To solve this problem, it's important to recall what an in-order traversal of a BST looks like: it visits nodes in ascending order. The in-order successor of a node is the next node visited after the current node during such a traversal.

The naive approach would be to perform a full in-order traversal of the tree, collect all nodes in a list, and then find the node following the given one. However, this would be inefficient and unnecessary, especially since each node has a parent pointer, allowing us to move upwards in the tree.

By leveraging the BST properties and the parent pointer, we can identify two main cases:

• If the node has a right child, its successor is the leftmost node in its right subtree.
• If it doesn't have a right child, we move up the tree using the parent pointer until we find a node that is a left child of its parent; then, its parent is the successor.

This approach is much more efficient and elegant than traversing the entire tree.

Solution Approach

• Case 1: Node has a right child
  • Go to the right child of the node.
  • From there, keep going to the left child until you can't go further.
  • The last node you reach is the in-order successor.
• Case 2: Node does not have a right child
  • Move up to the parent node repeatedly, as long as the current node is a right child of its parent.
  • Stop when the current node becomes a left child of its parent.
  • The parent at this point is the in-order successor.

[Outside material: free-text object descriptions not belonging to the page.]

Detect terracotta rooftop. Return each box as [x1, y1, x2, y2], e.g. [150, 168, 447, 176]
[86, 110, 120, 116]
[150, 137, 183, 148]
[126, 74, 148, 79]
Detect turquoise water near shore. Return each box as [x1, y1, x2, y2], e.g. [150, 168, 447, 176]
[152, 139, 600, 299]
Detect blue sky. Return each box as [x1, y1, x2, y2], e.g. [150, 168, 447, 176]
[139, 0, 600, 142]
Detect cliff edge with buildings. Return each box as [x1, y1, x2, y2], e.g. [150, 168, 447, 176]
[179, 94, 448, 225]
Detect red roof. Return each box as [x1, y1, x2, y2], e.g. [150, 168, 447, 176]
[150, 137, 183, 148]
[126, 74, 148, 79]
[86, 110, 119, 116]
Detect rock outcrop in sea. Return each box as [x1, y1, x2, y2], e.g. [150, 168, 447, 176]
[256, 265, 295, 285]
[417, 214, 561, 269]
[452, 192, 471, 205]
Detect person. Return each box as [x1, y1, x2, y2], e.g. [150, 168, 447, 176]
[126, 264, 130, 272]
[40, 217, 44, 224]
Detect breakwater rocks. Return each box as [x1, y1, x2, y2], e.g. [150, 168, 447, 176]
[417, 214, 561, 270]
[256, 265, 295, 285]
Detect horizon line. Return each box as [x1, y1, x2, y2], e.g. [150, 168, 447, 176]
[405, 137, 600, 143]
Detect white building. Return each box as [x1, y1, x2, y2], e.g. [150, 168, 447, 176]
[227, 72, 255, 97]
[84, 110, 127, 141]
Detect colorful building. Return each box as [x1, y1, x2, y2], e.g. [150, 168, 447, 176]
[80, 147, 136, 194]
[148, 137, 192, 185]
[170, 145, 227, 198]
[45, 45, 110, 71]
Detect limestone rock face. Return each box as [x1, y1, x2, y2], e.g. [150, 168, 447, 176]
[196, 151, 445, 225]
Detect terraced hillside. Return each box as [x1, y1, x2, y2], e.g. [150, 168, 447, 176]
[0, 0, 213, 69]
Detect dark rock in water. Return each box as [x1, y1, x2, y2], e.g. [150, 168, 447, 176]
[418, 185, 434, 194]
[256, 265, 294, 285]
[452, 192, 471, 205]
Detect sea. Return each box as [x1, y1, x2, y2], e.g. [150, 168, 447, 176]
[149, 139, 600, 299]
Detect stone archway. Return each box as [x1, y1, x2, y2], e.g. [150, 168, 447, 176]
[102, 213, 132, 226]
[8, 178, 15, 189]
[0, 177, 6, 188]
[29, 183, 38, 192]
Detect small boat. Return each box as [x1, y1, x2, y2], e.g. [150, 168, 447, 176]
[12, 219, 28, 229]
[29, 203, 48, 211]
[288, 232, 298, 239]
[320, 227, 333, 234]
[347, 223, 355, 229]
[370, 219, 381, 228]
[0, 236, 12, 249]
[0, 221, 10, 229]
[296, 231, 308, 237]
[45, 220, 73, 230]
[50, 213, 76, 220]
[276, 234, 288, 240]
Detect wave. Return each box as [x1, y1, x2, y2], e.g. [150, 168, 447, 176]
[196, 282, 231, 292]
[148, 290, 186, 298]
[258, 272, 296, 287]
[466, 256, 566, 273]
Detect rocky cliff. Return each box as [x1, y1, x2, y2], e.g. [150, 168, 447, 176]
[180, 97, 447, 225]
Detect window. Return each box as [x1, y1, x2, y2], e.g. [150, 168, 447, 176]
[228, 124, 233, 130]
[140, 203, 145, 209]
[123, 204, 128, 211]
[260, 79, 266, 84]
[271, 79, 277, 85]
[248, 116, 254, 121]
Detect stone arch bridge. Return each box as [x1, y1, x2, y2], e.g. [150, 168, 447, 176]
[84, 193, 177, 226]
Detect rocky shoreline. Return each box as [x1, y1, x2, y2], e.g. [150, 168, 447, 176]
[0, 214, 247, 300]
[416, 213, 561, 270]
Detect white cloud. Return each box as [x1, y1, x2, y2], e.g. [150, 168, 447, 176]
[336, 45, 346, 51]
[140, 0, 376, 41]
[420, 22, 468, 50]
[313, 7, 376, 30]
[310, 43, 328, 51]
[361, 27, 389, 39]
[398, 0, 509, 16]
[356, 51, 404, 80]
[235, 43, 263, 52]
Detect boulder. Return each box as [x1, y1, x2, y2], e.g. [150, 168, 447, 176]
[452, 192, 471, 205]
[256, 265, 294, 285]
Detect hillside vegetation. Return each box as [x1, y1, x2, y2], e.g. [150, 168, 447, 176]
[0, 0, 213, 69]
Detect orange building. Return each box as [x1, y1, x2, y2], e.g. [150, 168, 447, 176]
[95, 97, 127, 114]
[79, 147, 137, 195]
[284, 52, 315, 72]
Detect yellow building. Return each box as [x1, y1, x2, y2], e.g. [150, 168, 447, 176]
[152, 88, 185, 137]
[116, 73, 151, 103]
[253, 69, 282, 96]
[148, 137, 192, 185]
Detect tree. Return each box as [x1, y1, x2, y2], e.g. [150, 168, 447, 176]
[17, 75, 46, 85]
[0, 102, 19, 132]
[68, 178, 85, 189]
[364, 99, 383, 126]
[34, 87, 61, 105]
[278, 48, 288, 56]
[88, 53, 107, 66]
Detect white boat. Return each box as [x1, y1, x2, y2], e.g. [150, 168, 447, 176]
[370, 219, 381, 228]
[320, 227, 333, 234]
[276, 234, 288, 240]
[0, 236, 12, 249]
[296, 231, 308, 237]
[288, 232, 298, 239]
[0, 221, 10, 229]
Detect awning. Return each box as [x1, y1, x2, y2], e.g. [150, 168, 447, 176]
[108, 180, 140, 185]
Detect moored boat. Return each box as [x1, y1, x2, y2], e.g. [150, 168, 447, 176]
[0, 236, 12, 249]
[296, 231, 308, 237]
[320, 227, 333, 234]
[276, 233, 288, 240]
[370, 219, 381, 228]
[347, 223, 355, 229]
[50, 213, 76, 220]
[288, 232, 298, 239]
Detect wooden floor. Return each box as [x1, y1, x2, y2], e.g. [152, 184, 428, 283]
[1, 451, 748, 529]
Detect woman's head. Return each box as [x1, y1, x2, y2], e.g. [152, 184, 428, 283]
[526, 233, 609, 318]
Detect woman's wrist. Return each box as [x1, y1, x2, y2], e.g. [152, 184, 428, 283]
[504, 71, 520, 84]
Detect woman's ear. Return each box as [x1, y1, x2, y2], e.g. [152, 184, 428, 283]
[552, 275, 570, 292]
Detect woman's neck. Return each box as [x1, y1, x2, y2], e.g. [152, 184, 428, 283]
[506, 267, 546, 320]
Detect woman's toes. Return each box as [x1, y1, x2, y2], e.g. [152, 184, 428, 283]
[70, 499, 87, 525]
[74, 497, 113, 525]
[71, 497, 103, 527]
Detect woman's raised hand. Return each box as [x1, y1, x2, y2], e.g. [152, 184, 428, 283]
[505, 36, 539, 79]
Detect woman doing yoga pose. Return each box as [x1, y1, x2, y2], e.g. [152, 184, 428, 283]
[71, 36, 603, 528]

If you reach the root (parent is null), then there is no successor.

This method efficiently finds the successor in O(h) time, where h is the height of the tree, without needing extra space.

Example Walkthrough

Let's consider the following BST:

        5
       / \
      3   6
     / \
    2   4
   /
  1
  

Suppose node = 3. What is its in-order successor?

1. Does 3 have a right child? Yes, it has 4.
   • Go to 4. 4 has no left child, so 4 is the in-order successor of 3.
2. Now, suppose node = 4.
   • 4 has no right child.
   • Move up to its parent (3). 4 is the right child of 3, so move up again to 5.
   • 4 is in the left subtree of 5, so 5 is the successor of 4.
3. For node = 6:
   • 6 has no right child and is the right child of 5. Move up to 5. 6 is the right child of 5, and 5 has no parent. So, 6 has no in-order successor (returns null).

Time and Space Complexity

• Brute-force approach:
  • Time: O(N) to traverse the entire tree.
  • Space: O(N) to store the nodes in a list.
• Optimized approach (with parent pointer):
  • Time: O(h), where h is the height of the tree, since we may traverse up or down the tree at most h steps.
  • Space: O(1), as we only use a constant amount of extra memory.

The optimized approach is efficient both in time and space, especially for balanced BSTs where h = log N.

Summary

By leveraging the BST's properties and the presence of a parent pointer, we can efficiently find the in-order successor of a node without traversing the entire tree. The key insight is to distinguish between nodes with and without right children and to use upwards traversal only when necessary. This results in a clean, elegant, and optimal solution.